As stated in a related answer, when the variable and expression differ in type or type parameter (but are type conformable as in this case) the expression is converted to the type and type parameter of the variable.
The first two assignments certainly involve type conversion: 0
is an integer and 0d0
is a (double precision) real. Although (0d0, 0d0)
is a complex - so there is no type conversion - this will be of different kind unless double precision
is the same as real(real64)
.
So, for at least the first two we have conversion like the equivalent
x = CMPLX(0, KIND=real64)
x = CMPLX(0d0, KIND=real64)
and for the third perhaps
x = CMPLX((0d0, 0d0), KIND=real64)
With
x = (0._real64, 0._real64)
we can be sure the kinds of the variable and the expression are the same.
As long as CMPLX(0, KIND=real64)
has the same value as (0._real64, 0._real64)
you can be sure that the assignment x=0
(for now, for scalar x
) has the same effect as x=(0._real64, 0._real64)
. This is mandated by the Fortran standard.
Zero is somewhat of a special case in that it appears in every model number set, but whenever a (mathematical) number is used which can be exactly represented in all three the effect will be the same. Equally,
x = 3.14_real64
and
x = (3.14_real64, 0._real64)
are equivalent.
Perhaps worth noting, though, is that some compilers with some options may offer warnings about implicit conversion. That is one difference to be observed even with the numeric values being equivalent.
Coming to the array/scalar aspect: the expression is treated as though it is an array of the same shape as the variable with every element equal to that scalar value.

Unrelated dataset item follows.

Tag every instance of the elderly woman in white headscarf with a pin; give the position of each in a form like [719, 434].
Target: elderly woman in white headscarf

To conclude: each of those three assignments has the same Fortran-effect. After the assignment x
is an array of given shape with each element having complex value (0._real64, 0._real64)
.
Now, that isn't to say that there won't be a possibility of something exciting happening at a low level, and that zero-setting may be a special case. But that's something between you and your compiler (and system).